I filed my leave notice at work, including an apology about the short notice. My employers replied quickly with condolences and reassurance that my leave was fine. Two days before my departure would be my last day. Despite offers of a going-away party, I declined. I didn't want to waste their money.
I then sorted out my apartment, bills and other related things. I was tempted to end all of the contracts and just make it all go away for the sake of my family, but I knew that would only arise more suspicion. I don't need people going on a wild goose chase for me.
By the end of the day, everything was sorted. I had chosen to organise my will when I first moved out and felt secure knowing that my belongings wouldn't just sit here. With heavy feet and tired eyes, I changed into pyjamas for bed and brushed my teeth. I entered my bedroom, noticing that one of my notebooks was opened and a pen laid beside it on my dresser, despite not being in my bedroom since the morning.

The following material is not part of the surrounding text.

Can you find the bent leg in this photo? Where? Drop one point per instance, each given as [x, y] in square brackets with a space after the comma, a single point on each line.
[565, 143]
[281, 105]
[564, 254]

I made my way over. I picked up the note and scoffed softly at the message scribbled across the paper, tossing it into recycling.
So smart, my beautiful Rose. It'll all be over soon.
A/N: yikes - back at it again with the long periods of time in between chapters. And I'm sorry that it's a bit of a filler! Quick little side note, I realised I accidentally called Rose 'Aurora' last chapter haha. Apologies if any of you picked up on that - I was writing something else around the same time and got my characters jumbled.